Sorting, Row Goals, and the TOP 100 Problem

When you write a query to return the first few rows from a potential result set, you’ll often use the TOP clause.  To give a precise meaning to the TOP operation, it will normally be accompanied by an ORDER BY clause.  Together, the TOP…ORDER BY construction can be used to precisely identify which top ‘n’ rows should be returned.

The ‘Top N’ Sort

Thinking about how this requirement might be implemented in an executable query plan, we might expect to see a Sort iterator followed by a Top.  In reality, the query optimizer can often collapse these two related operations into a single iterator: a Sort iterator running in Top N Sort mode:

Top-N-Sort

That’s an idea you might find familiar if you read my previous post on Row Goals and Grouping.  In that entry, we saw how a Sort followed by a Stream Aggregate can sometimes be collapsed into a Sort iterator running in Sort Distinct mode.

The General Sorting Algorithm

SQL Server’s normal sorting algorithms are suited to a very wide range of ordering requirements.  They work extremely well regardless of the data types involved, the size of data to be sorted, or the number of sort keys specified.  They also make good use of available memory resources, and can spill to tempdb if required.

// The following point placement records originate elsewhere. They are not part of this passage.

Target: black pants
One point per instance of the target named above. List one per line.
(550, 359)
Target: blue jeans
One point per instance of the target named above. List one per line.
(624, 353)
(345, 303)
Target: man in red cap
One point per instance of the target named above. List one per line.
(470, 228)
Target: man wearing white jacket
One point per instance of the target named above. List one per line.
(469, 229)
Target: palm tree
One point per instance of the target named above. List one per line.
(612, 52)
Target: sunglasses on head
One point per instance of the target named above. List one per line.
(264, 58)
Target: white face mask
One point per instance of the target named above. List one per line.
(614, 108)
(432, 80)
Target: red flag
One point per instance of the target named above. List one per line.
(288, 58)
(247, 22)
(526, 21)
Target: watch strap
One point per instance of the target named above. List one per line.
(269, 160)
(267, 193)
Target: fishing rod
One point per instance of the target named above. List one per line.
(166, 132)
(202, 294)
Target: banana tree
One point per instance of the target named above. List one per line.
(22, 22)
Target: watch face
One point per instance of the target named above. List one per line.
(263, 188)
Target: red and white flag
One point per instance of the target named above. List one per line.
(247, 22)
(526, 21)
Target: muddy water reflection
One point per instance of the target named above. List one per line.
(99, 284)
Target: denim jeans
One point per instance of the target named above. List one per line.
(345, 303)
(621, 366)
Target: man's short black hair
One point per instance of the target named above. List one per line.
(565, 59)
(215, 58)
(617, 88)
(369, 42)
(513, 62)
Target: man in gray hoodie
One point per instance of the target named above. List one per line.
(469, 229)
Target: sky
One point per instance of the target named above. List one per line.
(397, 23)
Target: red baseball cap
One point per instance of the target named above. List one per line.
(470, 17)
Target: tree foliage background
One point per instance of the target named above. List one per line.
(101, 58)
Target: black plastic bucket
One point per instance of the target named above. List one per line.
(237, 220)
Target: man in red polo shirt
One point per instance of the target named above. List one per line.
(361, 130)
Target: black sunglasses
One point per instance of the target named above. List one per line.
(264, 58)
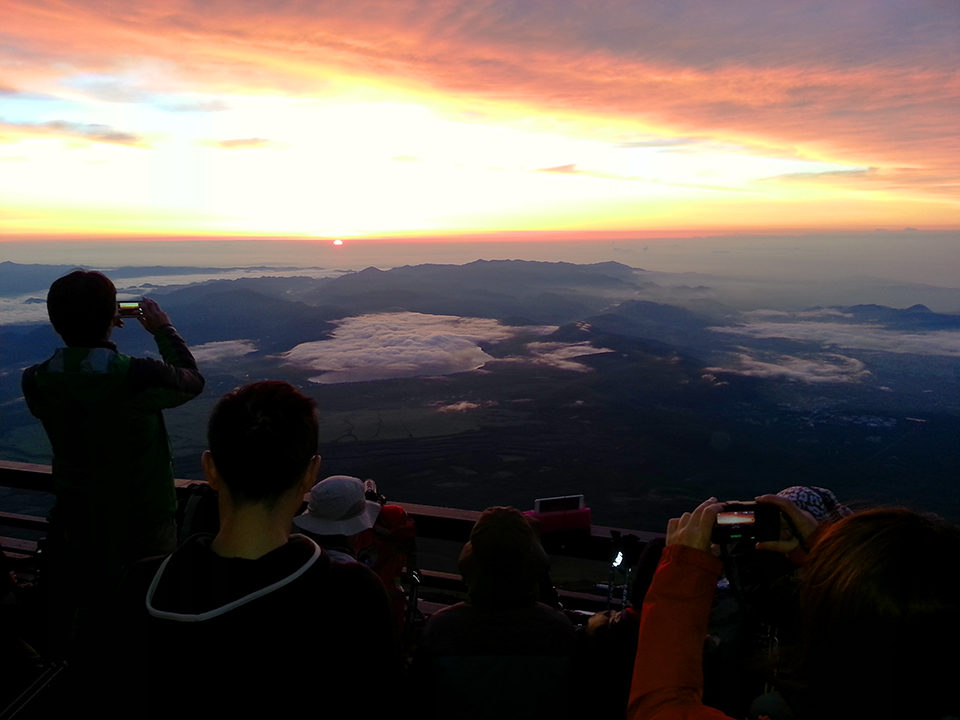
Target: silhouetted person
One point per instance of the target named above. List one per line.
(263, 623)
(501, 654)
(112, 466)
(342, 519)
(880, 606)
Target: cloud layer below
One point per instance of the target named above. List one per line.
(395, 345)
(821, 369)
(853, 336)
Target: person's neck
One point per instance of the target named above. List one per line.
(250, 532)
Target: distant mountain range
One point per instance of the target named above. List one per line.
(497, 379)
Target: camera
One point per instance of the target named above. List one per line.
(130, 309)
(751, 521)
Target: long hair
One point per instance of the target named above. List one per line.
(880, 598)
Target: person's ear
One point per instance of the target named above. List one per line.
(210, 471)
(310, 476)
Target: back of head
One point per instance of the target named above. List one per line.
(880, 596)
(504, 560)
(262, 438)
(81, 306)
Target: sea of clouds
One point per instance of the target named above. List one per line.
(405, 344)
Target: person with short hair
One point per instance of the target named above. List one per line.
(501, 654)
(112, 463)
(258, 615)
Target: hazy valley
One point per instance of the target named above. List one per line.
(498, 382)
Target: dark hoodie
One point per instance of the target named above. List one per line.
(202, 635)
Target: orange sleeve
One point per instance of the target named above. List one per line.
(668, 671)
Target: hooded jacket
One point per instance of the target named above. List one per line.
(101, 409)
(255, 633)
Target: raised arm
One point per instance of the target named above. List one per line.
(172, 381)
(668, 672)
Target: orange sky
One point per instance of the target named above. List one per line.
(434, 118)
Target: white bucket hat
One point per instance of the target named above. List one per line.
(338, 507)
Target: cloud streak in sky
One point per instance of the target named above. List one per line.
(92, 132)
(860, 96)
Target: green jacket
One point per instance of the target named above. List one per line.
(112, 463)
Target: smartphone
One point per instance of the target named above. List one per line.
(752, 521)
(130, 309)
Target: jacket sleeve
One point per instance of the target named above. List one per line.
(668, 672)
(170, 382)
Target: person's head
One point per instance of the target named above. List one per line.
(82, 306)
(880, 596)
(263, 440)
(503, 561)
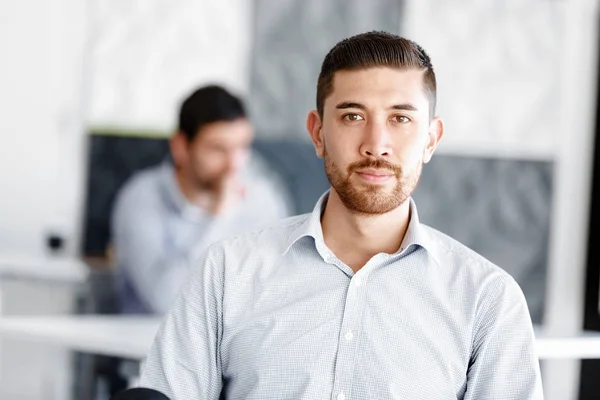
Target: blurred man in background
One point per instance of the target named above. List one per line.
(164, 217)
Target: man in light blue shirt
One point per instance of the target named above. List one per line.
(166, 216)
(357, 300)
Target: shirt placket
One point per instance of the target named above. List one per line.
(348, 336)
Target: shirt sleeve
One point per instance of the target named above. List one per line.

It is a common misconception that SQL Server will try to perform a sort entirely in memory if it can.  In fact the algorithms used are much more complex: they aim to achieve a balance between memory usage, average response time, while maintaining high levels of resource concurrency.  Memory is a precious resource in the server, so SQL Server may spill a sort to tempdb, even if sufficient main memory is available.

Sorting with a Row Goal

As sophisticated and highly-tuned as the main sorting algorithms are, they do assume that the full set of sorted rows is always required.  When we use a TOP expression, the FAST N query hints or even an EXISTS clause, we indicate that we would prefer a plan (or part of a plan) optimized to produce the first ‘n’ rows quickly.

Say we have a million-row table, and we just want the first ten rows (in some particular order).  It seems wasteful to fully sort all one million rows when we know that a maximum of ten rows will ultimately be needed.  SQL Server addresses this problem by providing a second algorithm, optimized to return a small number of rows quickly.  This second method must still examine all candidate rows of course, but it knows only to keep the ‘n’ highest-ranked rows as it goes.

It is important to realize that the two sorting approaches are complimentary.  The second method only works well in a fairly narrow set of circumstances, and is particularly unsuitable for large sorts since it cannot spill to tempdb.  This alternative algorithm can be used by a Sort iterator running in Top N Sort mode – normal Sort iterators always use the default sorting method.  To be clear, the Top N Sort iterator may use either algorithm.  Sadly, the query plan does not currently expose any information to identify which algorithm was used in a given query execution.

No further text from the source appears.